In other words, asking an LLM to “do X” is often going to fail, or only work superficially.

Instructing the LLM that “X consists of (verbose, detailed definitions and instructions), now do X” is often going to work very well.

#Implications

So what does this mean? Some time-bounded thoughts and takeaways:

  1. Do not waste anyone’s time having an online argument about “can a general-purpose LLM do X” and then ask for the analysis to be done with one virtual arm tied behind its back. The discussion must start with “how often is this task done, so how much time does it take to codify the relevant knowledge and practice”.
  2. For many legal tasks, the answer to the question in (1) is going to be “it does not make sense to do this with an LLM, because this work is rarely done and so codifying it will take longer than doing it myself”. (Part of why I avoided the thread that prompted this blog post is because it is a task I’ve never once been asked to do in my 15+ year legal career, so it’s impossible for me to answer this question.)
  3. Programmers can be very bad about (1) because we tend to underestimate how much LLM-based coding tools have had massive investment in what are coming to be called “harnesses”: complex combinations of tooling+prompting+context that wrap the generalist LLM in a tight cocoon of specific knowledge about coding and codebases. So programmers tend to say “LLMs are great at coding” when what they really mean is “LLMs plus extremely extensive harnesses are great at coding”. This is an extremely important difference, and one that misleads non-programmers (and again, many programmers) into thinking that “LLMs” will be great at other fields without the big investment in harnesses.
  4. Programmers are also bad about (1) because the biggest pot of money in the long history “sell pickaxes to miners” is at stake, so when I say “big investment” I mean literally hundreds of billions of dollars. Not yet so much in lawyer harnesses. Both developers and lawyers having this discussion need to remember that.
  5. Lawyers cannot rest on our laurels. Our pot of money is still pretty big, so there will be broad and deep legal harnesses, most likely sooner rather than later. Those harnesses will have carefully crafted instructions and context, and will absolutely crush general-purpose tools + naive lawyer-drafted instructions. We’re not there yet, and I’m pretty skeptical that the existing duopoly will be the ones to produce those harnesses. (Harvey and Clio are of course both frantically trying to do this, but I haven’t been able to test them much yet.) But it absolutely will come, and thanks to aggregation theory, it is going to come for your niche no matter how niche you think it is.
  6. (5) is going to be rude to a lot of lawyers, because we tend to think our way of doing things is the One True Way when in fact there are a lot of ways to do law.
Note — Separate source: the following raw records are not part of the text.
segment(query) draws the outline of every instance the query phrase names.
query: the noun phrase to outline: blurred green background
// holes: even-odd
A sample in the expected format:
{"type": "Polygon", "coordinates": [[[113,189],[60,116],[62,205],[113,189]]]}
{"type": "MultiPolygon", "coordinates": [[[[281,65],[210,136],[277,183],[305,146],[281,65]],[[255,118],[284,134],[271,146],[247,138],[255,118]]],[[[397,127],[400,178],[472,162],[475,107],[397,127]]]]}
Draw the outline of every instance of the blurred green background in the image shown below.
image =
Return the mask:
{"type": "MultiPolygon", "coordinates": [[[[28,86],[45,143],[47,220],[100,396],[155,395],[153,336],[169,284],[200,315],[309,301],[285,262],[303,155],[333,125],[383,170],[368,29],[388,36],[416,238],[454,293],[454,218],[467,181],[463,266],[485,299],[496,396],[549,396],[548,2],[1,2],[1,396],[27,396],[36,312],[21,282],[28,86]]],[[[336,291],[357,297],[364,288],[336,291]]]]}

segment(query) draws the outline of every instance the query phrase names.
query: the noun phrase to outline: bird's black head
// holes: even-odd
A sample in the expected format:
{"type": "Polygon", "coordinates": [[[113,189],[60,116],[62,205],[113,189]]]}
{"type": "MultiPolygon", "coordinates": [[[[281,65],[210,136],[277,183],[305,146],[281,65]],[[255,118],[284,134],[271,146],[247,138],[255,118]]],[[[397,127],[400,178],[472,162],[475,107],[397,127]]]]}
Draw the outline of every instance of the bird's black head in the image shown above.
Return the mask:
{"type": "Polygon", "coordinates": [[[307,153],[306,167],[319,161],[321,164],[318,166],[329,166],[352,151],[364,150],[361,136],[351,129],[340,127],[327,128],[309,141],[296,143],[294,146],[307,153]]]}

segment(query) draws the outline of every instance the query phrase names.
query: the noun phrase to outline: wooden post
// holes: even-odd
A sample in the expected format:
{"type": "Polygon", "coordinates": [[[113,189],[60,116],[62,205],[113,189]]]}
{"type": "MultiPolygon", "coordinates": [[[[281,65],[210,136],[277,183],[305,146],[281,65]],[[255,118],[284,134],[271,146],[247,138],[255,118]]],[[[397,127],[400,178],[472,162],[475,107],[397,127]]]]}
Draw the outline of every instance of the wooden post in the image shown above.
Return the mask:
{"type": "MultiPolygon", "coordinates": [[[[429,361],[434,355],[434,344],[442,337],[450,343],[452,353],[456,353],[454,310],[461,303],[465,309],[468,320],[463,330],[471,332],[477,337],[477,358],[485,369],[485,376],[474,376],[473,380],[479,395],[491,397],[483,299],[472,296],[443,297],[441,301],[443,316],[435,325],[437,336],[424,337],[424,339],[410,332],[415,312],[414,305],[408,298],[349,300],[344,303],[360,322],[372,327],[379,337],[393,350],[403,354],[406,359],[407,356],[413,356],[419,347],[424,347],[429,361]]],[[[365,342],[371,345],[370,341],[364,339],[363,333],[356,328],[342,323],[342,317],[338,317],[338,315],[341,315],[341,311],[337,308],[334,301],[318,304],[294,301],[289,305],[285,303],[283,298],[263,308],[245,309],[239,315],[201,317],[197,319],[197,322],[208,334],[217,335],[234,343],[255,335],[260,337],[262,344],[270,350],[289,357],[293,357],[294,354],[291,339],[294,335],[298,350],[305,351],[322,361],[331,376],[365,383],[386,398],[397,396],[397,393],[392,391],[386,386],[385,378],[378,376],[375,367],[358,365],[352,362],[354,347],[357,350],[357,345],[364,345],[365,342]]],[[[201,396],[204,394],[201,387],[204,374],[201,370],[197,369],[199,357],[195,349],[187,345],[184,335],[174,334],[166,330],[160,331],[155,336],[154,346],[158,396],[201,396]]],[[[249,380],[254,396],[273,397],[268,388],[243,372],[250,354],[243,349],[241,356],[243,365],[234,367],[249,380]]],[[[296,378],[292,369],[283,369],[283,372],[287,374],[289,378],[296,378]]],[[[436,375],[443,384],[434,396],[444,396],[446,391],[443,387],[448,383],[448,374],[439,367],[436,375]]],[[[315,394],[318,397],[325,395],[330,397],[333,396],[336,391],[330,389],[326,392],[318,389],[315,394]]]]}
The process of writing down previously unwritten things is going to cause a lot of discomfort.
  7. Related to the previous point, the most adamant lawyer I’ve seen on this point (not Kathryn) is a 99th-percentile expert in their field. (Some of the most critical programmers too!) If your standard for LLM evaluation is “it has to be as good as a 99th percentile expert, or it doesn’t count”, you’re going to be shocked when 50th percentile experts love it and 95th percentile experts begrudgingly start using it.
  8. There’s probably a lot more to be said here, but like I said at the beginning: time-bound. I have a day job! A family! I like them both!

#Conclusion

It really, really pains me to see debates about “is LLM good at X” that rest on “raw” LLM usage, because that is not how anyone in any profitable field is going to use LLMs.

If we’re going to come to real terms with what these mean for our industries (all of them, not just programming and law) we must stop asking questions of naive chatbots, and start thinking about what sophisticated, carefully-crafted tools—that use LLMs as part of their pipeline, but are also carefully trained and contextualized—will do.